Scientists at the Oxford University say that they have invented an artificial intelligent system, which is better at lip-reading than humans, reported BBC. The system, which is called "Watch, Attend and Spell", has been created in collaboration with Google's DeepMind AI division.

According to BBC, the researchers used clips from the news channel's programmes, such as Breakfast, Newsnight, Question Time and others with subtitles aligned with the lip movements of the speakers to teach the AI. Then a neural network combining state-of-the-art image and speech recognition set to work to learn how to lip-read.

Following the examination of around 118,000 sentences in the clips, the system now has a stock of 17,500 words in its vocabulary.

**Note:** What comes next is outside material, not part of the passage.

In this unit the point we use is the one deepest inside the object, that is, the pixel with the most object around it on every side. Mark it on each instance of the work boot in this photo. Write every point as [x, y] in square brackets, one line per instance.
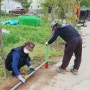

Since the system has been trained with news clippings, it can easily guess some words, such as "Prime" is mostly followed by "Minister" or "Europian" by "Union" but, as of now it's not very adept at recognizing words, which are not generally spoken by newsreaders, asserted BBC.

Joon Son Chung, a doctoral student at Oxford University's Department of Engineering, explained how difficult the task was to teach the AI to guess words due to homophonic words or the ones, to pronounce which the mouth usually makes similar shape – for example, the set of words like mat, pat, bat etc. It is indeed the context that helps the AI to guess what would be the suitable word for the sentence.

Surely, a lot more work needs to be done on it, but the charity Action on Hearing Loss seems pretty excited about it. "AI lip-reading technology would be able to enhance the accuracy and speed of speech to text," says Jesal Vishnuram, the charity's technology research manager. "This would help people with subtitles on TV, and with hearing in noisy surroundings," he added.

According to Chung, the system can be proved to be extremely useful in helping people to dictate instructions to their smartphones in noisy environments, dubbing old silent films, etc. In many cases, the AI lip-reading system could be used to improve the performance of other forms of speech recognition.

They are working on it to make it lip-read in real time and the researchers are positive that the system will learn quickly, as it keeps watching TV.

But, one thing the Oxford researchers and hearing loss charity is sure abot, i.e., this AI would not steal the jobs of human lip-readers but it will work alongside and help the human professional lip-readers to be more accurate, as per the report.